In consequence of all this he arrayed himself in a light tweed suit, a clean, boiled shirt and collar, a tie, that might well have startled the natives of his home city, and a panama hat which he felt was necessary to improve the tropical appearance of his burnt and perspiring features, and hastened to Helen’s presence for comfort and support.
The girl had been waiting for him. She looked the picture of diaphanous coolness in the shade of the house, lounging in an old wicker chair, with its fellow, empty, drawn up beside her. There were no feminine eyes to witness her little schemes, and Bill?—why, Bill was delighted beyond words that she was there, also the empty chair, also, that, as he believed, while she was wholly unconscious of the fact, the girl’s attitude and costume were the most innocently pleasing things he had ever beheld with his two big, blue, appreciative eyes.
He promptly told her so.
“Say, Hel,” he cried, “you don’t mind me calling you ‘Hel,’ do you?—you see, everything delightful seems to be associated with ‘Hell’ nowadays. If you could see yourself and the dandy picture you make you’d kind of understand how I feel just about now.”

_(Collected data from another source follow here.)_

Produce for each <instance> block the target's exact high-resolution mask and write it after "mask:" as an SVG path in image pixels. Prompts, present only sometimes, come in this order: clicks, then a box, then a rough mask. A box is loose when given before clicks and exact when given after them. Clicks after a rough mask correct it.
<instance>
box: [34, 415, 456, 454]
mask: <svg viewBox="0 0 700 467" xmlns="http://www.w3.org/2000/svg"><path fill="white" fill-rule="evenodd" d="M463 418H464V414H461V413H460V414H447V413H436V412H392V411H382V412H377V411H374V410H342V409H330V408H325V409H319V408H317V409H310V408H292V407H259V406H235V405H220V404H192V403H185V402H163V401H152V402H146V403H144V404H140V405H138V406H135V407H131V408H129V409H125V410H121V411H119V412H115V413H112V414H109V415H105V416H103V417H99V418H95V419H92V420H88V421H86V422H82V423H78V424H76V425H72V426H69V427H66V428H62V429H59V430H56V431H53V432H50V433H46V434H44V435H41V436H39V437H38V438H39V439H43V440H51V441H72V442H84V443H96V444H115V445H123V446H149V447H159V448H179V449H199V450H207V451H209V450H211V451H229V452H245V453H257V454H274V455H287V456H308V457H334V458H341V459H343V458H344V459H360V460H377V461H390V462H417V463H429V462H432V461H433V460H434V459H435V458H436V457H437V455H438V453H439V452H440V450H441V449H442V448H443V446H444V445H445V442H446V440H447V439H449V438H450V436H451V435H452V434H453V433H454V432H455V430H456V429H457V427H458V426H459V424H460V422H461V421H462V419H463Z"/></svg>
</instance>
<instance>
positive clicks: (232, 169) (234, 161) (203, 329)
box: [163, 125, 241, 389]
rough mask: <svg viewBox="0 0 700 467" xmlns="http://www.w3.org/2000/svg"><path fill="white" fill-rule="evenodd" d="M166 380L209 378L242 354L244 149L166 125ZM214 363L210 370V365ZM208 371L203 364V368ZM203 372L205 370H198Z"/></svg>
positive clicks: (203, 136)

The girl smiled her delight.
“Maybe I do understand,” she said. “You see, I don’t always sit around in this sort of fancy frock. Then, no girl of sense musses herself into an awkward pose when six foot odd of manhood’s getting around her way. No, no Big Brother Bill. That chair didn’t get there by itself. Two carefully manicured hands put it there, after their owner had satisfied herself that her mirror hadn’t made a mistake, and that she was looking quite her most attractive. You see, you’d promised to come to see me this evening, and—well, I’m woman enough to be very pleased. That’s all.”
Bill’s sun-scorched face deepened its ruddy hue with youthful delight.
“Say, you did all this for—for me?”
Helen laughed.
“Why, yes, and told you the various details to be appreciated, because I was scared to death you wouldn’t get them right.”